Setelah melihat-lihat keadaan didalam benteng pertahanan kedua, kami pun menuju pada benteng pertahanan utama, dengan menelusuri anak tangga kami pun memasuki benteng itu. Bangunan pertama yang terlihat adalah sebuah kubah yang terdapat sumur kecil didalamnya, kubah itu dinamakan dengan stupa. Yaitu tempat bersucinya orang hindu.

Dahulu, sebelum islam menyebar, agama hindu merupakan agama yang menjadi anutan para warga Indra Patra. Konon sebelum agama Islam tersebar di Aceh. Warga Aceh sendiri masih menganut agama hindu, yang mana hindu adalah agama tertua di dunia.

Selain stupa masih banyak pondasi-pondasi lain yang tidak jelas lagi bentuknya ,yang mana banyak yang roboh dimakan oleh waktu. Selain disebabkan oleh kondisi alam, pemugaranpun prnah dilakukan setelah tsunami.
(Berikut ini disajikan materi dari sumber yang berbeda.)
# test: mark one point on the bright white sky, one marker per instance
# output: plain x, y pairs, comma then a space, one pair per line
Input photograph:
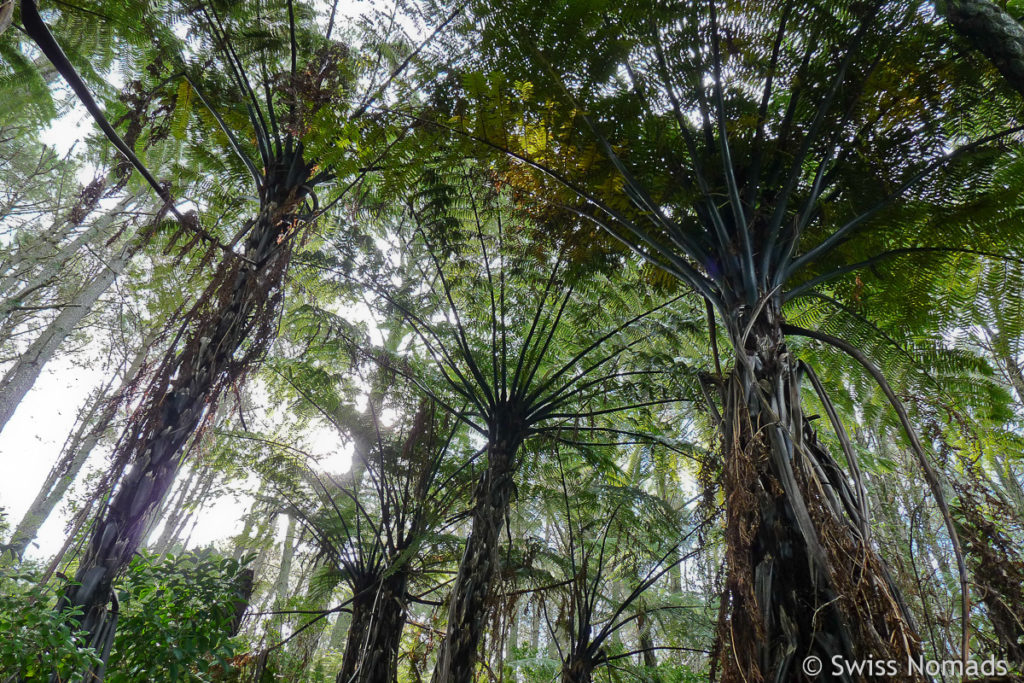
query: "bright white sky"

Bila di bandingkan dengan sejarah-sejarah yang terdapat di daerah lainya. Aceh tidak kalah dengan peninggalan sejarah diluar kota sana, seperti di jawa tengah, jawa timur, Cirebon dan kota lainya.
Hanya saja pusat informasi yang masih gamang keberadaanya, dan juga perlu adanya sejarawan yang memahami khusus tentang sejarah – sejarah peninggalan. Hal ini akan menguak sejarah- sejarah Aceh lainnya yang masih belum banyak diketahui, sebagaimana Indra Patra.

Terabaikan

Kondisi ini semakin diperparah jika melihat Indra Patra saat ini. Tidak sedikit, karena sepinya pengunjung, benteng Indra Patra dijadikan sebagai tempat pacaran para kawula muda, sebagaimana yang dikatakan oleh masyarakat setempat.

“Setiap hari minggu, banyak muda-mudi yang menjadikan benteng ini sebagai tempat pacaran, namun kami tak mengizinkan hal itu terjadi, kami berharap tempat ini diperhatikan pemerintah dengan dijadikan sarana pendidikan untuk mengenal sejarah,” ungkap jumarni, salah seorang warga Ladong.

Kawasan benteng indraparta ini banyak dikunjungi oleh masyarakat di akhir pekan atau hari libur. Namun tempat wisata purbakala yang sejatinya harus diperhatikan pemerintah agar tetap terjaga dan terawat untuk bukti aset sejarah negeri ini luput dari perhatian pemerintah dan intansi terkait.